What Comparison Does
Roosevelt observed that comparison is the thief of joy. He could not have anticipated the scale on which social media would organise that theft. Never before have the intimate details of people's lives been displayed quite like this.
What makes this so difficult is that the standard being measured against is not any single real relationship. It is a composite, assembled from the best moments of dozens of curated lives. No actual relationship can compete with that, because no actual relationship consists only of its best moments. We may know this, but knowing is not the same as feeling it.
People differ in how porous they are to these external narratives. For some, such images pass through lightly, skimming the surface. For others, they are absorbed more deeply, gradually shaping expectations about what love should look like, how it should be performed, and what a partner ought to provide. Social media can heavily influence our aspirations.
The Ordinary, Reconsidered
What social media cannot capture - what it is constitutionally unable to capture - is the texture of a relationship that has lasted: the shorthand of two people who have built a language together; the quiet resilience of repair after rupture; the quality of presence that comes from years of accumulated knowing.

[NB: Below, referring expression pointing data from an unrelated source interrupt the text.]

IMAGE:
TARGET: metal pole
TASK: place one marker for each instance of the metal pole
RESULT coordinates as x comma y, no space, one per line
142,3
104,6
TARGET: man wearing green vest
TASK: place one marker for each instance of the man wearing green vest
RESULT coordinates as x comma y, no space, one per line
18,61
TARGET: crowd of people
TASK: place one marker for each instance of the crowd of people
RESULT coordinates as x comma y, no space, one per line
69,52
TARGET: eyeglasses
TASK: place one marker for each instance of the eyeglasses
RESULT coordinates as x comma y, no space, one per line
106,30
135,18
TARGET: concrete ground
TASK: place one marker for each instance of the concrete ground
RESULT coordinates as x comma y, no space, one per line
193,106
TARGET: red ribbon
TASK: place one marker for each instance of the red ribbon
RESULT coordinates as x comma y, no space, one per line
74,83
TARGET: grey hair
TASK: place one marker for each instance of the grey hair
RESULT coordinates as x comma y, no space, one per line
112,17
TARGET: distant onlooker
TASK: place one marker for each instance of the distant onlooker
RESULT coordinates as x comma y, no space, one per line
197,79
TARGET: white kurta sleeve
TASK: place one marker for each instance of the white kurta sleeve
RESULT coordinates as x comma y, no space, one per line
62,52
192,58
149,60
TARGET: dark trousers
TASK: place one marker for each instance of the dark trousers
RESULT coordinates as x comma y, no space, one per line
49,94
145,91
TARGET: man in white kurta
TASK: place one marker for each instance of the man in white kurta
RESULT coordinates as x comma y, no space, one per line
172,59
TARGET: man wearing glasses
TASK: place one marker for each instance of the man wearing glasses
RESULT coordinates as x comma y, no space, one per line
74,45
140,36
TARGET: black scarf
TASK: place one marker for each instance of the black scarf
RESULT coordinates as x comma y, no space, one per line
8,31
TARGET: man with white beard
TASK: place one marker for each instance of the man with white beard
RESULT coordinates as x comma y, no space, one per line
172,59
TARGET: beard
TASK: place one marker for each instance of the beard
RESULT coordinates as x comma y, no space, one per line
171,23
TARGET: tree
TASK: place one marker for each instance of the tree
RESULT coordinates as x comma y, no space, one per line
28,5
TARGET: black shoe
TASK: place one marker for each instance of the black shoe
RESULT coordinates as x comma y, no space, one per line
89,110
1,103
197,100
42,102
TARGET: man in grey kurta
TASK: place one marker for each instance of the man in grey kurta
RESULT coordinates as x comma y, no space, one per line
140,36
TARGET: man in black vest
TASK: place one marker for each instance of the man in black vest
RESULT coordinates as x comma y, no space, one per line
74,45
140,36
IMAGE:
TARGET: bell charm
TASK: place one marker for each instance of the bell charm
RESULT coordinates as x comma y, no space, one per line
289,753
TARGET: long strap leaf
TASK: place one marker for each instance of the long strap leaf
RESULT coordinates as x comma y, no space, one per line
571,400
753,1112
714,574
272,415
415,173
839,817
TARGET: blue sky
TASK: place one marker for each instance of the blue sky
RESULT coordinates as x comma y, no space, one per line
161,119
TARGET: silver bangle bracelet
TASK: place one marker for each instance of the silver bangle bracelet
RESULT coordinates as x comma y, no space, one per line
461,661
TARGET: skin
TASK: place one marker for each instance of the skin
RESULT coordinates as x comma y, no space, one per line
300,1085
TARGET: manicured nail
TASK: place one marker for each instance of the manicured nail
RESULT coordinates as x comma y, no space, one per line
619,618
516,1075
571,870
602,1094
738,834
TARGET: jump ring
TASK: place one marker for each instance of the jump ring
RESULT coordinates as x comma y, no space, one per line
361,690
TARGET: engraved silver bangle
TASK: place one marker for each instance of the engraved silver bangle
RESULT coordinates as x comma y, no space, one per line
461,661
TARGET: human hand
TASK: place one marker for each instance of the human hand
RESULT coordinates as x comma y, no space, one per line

These moments are not glossy. They are not perfect from the outside in. But they are in many ways the bedrock of intimacy since the relationships that last are not, in my clinical experience, the ones that look most impressive from the outside. They are the ones that feel most sustaining from the inside. And those two things are not always the same. The couple who appear to be doing everything right - the gestures, the holidays, the public warmth - is not necessarily the couple who feel most known to each other. Conversely, the couple living an ordinary, un-instagrammable life may be navigating something richer: genuine emotional attunement, and a desire to remain connected through the unremarkable passages of a shared life.
When It Enters the Room
In clinical work, social media rarely appears directly as a presenting problem. It tends to arrive embedded in descriptions revealing increasing dissatisfaction, a growing sense that something is missing. Sometimes, however, it is more explicit. A client may describe what someone else's partner arranged, where someone else spent the weekend. The implied comparison is rarely far behind: ‘x did this’. What strikes me in these moments is not the comparison itself, but the difficulty clients often have in recognising their own vulnerability to it. Most of us are less immune to the external world than we would like to believe.
Part of the clinical work becomes helping cultivate genuine curiosity about this - not self-criticism, but inquiry. Why do other people's experiences land so heavily? What is being stirred? What function does social media play in our lives? And what role does the wish to be seen - to appear a certain way, to perform a certain kind of life - play in how we relate to others, and to ourselves?
The Harder, More Sustaining Thing
A relationship is built in the unremarkable moments: the conversation that leads to repair, the warmth of a look, the hand held in a waiting room, the silence that feels comfortable. These are private moments, which build a connection between two people. And it is this connection, in all its quiet ordinariness, that no carefully curated breakfast tray can capture.